Lahan yang hilang ini berubah fungsi menjadi berbagai hal, diantaranya tahap awal menjadi semak belukar, pertanian, hingga paling tinggi berubah menjadi hunian. Hunian disini bisa berupa rumah warga atau pembangunan vila-vila megah di atas kawasan konservasi.

KLHK: Penyebab Longsor di Puncak ada Sejak Zaman Deandels

Perubahan fungsi lahan ini disebut paling tinggi terjadi di dua wilayah, Desa Tugu Utara dan Tugu Selatan. Dua desa ini dipilih karena merupakan titik nol (0) dari sungai Ciliwung atau bagian hulu.

Sekitar enam hektare atau 6.000 meter persegi lahan telah digunakan sebagai lokasi tempat tinggal atau vila. Total vila yang ada diperkirakan 200 vila.

"Yang berubah fungsinya menjadi kawasan tinggal ada di dua desa dengan luas sekitar enam hektare," ujar Anggi.

Dampak secara nyata dari kondisi ini adalah hilangnya tutupan hutan. Penyimpanan air di dalam tanah karena langsung dibuang ke sungai pun membuat resapan tanah atau air tanah menjadi berkurang.

Efek kepada masyarakat, yaitu air yang digunakan menjadi semakin berkurang. Selain itu, ada juga dampak sedimentasi dan erosi bertambah dari hulu menuju hilir.

Menanggapi hal ini, Anggi menyebut beberapa upaya yang bisa dilakukan untuk mencegah bertambahnya peralihan fungsi lahan ini. Pertama, harus ada upaya pengembalian fungsi hutan di kawasan puncak.

Pemerintah dapat membuat kebijakan yang sama antartingkat kepentingan. Tidak bisa hanya satu atau berbeda. Harus disiapkan satu landasan hukum yang menjadi acuan utama.

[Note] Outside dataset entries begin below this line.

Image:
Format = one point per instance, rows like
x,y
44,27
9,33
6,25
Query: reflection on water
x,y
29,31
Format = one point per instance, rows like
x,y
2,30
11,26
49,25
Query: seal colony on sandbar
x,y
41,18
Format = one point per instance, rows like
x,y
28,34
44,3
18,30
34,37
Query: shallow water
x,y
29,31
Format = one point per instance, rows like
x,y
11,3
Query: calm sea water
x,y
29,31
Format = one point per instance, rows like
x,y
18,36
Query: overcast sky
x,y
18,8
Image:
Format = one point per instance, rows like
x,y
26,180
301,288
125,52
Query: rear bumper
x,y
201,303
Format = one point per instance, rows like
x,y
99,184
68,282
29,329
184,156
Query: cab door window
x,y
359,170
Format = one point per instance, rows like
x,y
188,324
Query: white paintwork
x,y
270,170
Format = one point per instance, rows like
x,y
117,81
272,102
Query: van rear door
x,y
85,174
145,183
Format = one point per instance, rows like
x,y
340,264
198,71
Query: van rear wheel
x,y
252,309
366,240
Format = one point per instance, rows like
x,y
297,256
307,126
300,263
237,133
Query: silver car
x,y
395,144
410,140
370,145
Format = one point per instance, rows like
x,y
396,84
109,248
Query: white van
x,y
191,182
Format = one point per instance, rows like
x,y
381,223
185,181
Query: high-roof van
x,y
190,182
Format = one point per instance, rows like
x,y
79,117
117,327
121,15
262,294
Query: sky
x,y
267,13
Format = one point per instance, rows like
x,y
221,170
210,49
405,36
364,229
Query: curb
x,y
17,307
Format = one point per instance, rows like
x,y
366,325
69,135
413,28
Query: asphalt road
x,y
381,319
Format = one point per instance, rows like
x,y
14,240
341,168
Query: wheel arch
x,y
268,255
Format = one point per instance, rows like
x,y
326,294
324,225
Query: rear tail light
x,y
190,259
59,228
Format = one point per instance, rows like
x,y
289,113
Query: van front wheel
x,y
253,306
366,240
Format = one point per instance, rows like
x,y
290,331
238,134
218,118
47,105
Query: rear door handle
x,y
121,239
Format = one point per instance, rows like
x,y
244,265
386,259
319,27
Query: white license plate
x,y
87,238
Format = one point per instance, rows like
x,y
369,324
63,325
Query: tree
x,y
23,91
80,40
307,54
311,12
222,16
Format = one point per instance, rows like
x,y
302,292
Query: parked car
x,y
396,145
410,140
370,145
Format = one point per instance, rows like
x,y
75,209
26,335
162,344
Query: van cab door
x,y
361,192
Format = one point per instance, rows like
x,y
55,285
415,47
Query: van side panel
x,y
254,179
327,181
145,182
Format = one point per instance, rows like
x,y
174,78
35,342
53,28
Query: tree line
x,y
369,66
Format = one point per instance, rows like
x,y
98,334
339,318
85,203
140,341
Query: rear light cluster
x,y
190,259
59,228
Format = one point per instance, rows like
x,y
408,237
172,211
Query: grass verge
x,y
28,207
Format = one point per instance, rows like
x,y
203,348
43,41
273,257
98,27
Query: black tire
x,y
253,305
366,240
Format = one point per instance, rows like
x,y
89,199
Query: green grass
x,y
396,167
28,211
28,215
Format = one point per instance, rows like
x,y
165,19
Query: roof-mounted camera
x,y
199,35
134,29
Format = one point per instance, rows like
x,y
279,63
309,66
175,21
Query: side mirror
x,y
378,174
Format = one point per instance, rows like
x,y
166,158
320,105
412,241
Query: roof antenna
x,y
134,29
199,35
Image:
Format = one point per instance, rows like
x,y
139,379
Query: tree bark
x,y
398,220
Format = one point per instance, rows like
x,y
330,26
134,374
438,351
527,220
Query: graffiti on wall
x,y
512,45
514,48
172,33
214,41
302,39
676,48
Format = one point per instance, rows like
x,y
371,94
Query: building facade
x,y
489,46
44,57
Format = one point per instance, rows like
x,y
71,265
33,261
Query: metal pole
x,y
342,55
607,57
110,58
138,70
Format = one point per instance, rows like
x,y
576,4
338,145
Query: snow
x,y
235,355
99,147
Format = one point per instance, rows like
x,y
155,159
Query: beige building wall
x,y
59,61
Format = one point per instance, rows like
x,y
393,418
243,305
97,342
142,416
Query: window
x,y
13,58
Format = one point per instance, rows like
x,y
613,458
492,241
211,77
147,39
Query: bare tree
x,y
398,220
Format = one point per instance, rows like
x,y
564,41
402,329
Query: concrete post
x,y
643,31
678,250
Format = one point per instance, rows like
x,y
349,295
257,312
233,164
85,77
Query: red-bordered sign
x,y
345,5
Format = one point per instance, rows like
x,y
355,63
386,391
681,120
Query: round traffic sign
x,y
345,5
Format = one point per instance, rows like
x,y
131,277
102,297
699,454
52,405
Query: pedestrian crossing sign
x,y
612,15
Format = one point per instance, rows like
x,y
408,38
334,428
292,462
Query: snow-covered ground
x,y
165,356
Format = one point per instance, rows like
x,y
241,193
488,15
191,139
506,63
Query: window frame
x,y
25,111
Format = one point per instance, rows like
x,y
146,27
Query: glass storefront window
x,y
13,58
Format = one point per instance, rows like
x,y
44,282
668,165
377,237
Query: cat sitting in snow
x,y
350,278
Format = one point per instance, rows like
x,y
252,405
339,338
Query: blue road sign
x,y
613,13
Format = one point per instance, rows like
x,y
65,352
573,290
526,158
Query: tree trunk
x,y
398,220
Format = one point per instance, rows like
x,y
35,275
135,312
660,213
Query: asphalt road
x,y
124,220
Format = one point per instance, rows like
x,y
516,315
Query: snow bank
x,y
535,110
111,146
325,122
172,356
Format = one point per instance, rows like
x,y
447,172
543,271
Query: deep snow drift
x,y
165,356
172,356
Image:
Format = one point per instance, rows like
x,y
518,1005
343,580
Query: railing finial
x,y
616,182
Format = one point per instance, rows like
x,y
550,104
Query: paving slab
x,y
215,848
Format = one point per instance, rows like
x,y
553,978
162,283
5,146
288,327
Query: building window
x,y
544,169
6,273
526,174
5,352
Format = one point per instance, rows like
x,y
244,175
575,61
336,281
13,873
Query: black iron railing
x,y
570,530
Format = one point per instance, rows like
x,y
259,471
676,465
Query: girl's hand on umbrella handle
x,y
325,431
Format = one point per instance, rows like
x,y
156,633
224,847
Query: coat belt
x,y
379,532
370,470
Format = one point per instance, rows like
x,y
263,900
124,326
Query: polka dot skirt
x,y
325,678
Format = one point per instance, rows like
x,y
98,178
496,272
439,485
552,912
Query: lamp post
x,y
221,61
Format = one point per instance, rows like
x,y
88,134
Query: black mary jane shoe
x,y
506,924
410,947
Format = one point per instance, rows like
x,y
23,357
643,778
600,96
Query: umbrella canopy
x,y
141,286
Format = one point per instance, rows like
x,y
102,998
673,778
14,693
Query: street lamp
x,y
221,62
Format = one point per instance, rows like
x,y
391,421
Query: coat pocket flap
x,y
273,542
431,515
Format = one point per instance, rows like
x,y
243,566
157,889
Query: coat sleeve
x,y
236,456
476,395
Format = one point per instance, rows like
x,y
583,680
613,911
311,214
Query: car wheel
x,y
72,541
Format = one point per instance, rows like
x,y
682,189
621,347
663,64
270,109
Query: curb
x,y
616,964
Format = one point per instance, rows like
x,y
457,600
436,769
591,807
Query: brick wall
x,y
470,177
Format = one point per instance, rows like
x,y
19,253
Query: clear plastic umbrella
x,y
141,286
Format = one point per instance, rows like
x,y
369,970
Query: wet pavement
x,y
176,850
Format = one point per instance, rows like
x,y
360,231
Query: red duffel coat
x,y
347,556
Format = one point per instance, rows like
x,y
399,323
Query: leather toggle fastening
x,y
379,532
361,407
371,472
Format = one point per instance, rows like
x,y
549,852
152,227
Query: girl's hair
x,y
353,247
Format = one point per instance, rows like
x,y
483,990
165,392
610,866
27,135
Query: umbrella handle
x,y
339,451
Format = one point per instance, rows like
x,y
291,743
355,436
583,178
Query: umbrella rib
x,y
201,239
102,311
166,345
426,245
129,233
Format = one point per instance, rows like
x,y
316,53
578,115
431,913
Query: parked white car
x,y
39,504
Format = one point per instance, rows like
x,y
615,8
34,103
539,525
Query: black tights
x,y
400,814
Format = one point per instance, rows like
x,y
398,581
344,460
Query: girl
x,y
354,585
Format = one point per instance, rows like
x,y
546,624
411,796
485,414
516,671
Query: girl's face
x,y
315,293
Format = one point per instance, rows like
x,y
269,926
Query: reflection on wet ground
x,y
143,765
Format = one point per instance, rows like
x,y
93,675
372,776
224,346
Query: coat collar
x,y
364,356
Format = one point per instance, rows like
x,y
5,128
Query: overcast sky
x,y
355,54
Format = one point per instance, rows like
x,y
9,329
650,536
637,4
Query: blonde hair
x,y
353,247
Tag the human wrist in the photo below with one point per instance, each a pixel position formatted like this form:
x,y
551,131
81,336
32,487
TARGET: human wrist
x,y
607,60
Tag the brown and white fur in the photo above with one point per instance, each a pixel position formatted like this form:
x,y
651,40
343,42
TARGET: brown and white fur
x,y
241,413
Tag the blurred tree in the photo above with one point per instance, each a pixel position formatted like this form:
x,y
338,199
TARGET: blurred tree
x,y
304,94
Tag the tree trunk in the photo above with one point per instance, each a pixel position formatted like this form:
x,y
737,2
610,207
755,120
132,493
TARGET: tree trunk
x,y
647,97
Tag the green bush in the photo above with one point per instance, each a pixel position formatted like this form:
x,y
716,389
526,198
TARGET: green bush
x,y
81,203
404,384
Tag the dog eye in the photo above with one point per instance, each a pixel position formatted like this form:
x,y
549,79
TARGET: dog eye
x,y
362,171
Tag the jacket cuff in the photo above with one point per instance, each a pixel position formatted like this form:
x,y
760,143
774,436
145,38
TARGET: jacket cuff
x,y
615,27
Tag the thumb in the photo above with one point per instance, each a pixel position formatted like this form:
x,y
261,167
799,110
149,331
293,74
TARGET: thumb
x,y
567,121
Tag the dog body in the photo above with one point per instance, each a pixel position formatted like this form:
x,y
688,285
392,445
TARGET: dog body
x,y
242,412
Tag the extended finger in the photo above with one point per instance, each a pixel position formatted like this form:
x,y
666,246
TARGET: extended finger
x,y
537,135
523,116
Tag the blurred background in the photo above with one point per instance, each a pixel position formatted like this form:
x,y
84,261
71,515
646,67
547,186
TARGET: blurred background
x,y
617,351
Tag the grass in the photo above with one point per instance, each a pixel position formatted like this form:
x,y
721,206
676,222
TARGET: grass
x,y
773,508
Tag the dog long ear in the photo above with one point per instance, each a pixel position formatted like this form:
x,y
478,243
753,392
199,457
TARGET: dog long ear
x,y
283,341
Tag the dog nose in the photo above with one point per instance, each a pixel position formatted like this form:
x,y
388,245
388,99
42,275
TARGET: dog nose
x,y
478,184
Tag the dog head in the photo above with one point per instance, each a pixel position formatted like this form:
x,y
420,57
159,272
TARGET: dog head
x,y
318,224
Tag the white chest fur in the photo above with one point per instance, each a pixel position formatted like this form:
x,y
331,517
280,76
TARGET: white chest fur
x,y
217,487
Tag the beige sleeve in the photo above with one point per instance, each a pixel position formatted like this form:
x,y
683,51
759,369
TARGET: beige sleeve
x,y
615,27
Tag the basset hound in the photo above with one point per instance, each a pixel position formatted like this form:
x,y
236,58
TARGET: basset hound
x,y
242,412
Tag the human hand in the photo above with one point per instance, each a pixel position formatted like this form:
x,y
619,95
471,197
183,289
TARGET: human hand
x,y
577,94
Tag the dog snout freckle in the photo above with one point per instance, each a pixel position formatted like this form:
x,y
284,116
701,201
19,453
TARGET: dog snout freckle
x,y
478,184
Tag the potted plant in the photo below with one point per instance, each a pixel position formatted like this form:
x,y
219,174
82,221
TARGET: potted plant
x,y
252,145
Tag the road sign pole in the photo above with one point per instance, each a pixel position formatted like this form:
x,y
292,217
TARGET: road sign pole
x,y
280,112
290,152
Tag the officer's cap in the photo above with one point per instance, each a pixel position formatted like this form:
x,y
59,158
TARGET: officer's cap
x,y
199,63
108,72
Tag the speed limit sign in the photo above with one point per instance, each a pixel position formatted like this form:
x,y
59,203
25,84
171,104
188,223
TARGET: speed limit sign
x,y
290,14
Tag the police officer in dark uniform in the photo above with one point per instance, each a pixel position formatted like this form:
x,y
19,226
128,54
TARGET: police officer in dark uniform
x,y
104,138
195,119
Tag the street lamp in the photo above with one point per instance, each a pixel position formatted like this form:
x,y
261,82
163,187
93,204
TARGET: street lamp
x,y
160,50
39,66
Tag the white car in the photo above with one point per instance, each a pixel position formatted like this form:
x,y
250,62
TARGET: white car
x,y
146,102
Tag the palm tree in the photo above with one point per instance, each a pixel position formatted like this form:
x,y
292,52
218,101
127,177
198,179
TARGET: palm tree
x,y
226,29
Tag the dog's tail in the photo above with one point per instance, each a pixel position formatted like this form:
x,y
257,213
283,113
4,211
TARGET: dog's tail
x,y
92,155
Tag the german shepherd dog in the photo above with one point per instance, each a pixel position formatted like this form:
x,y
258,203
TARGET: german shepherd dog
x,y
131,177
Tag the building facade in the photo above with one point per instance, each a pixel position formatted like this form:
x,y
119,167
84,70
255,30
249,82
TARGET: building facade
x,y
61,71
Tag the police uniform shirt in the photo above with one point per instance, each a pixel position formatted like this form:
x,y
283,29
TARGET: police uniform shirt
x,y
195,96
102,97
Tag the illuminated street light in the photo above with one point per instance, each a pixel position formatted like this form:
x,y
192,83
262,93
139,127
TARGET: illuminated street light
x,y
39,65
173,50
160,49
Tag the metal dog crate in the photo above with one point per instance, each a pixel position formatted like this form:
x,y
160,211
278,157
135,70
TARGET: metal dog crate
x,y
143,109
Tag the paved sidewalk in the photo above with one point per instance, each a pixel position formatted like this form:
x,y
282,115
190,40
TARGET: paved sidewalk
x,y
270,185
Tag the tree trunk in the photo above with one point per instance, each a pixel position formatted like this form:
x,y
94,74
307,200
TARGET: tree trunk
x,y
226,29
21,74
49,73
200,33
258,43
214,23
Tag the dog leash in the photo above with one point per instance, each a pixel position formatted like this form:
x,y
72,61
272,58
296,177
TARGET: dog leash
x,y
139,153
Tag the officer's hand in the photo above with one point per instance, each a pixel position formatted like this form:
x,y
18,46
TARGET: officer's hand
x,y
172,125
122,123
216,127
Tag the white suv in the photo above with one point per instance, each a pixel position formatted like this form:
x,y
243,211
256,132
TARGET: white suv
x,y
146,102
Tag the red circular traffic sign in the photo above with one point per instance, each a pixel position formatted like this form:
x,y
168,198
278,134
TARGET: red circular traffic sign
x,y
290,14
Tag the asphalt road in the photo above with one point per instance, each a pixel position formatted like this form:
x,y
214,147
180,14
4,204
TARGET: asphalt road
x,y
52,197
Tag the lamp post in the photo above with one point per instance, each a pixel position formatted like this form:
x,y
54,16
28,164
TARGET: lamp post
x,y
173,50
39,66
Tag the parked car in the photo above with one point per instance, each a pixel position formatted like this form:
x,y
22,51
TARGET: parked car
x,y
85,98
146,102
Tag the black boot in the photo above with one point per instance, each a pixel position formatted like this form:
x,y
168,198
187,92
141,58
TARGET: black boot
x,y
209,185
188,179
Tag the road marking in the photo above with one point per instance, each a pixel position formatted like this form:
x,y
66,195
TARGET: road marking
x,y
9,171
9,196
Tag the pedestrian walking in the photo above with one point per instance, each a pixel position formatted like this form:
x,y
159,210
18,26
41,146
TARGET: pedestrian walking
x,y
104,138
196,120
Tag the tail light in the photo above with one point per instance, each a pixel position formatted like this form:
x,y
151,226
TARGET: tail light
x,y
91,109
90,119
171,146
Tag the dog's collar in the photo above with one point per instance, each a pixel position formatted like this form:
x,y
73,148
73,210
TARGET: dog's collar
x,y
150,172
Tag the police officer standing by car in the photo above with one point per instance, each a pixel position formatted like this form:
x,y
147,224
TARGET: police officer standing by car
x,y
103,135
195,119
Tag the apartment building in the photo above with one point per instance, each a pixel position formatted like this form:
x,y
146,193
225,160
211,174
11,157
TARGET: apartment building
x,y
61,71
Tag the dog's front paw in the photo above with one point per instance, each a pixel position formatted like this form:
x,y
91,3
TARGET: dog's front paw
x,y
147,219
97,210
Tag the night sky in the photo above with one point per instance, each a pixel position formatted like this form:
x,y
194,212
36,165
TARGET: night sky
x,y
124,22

"Kedua perlu membangun partisipasi masyarakat untuk kembali menghidupkan budaya menanam. Penanaman sekarang menjadi proyek pemerintah, jadi keterlibatan masyarakat juga diperlukan dalam rencana aksi," ujarnya

Rehabilitasi hutan penting memang penting untuk dilakukan. Namun menurut Anggi, program yang ingin dibuat juga perlu dikerjakan dan dipikirkan bersama masyarakat.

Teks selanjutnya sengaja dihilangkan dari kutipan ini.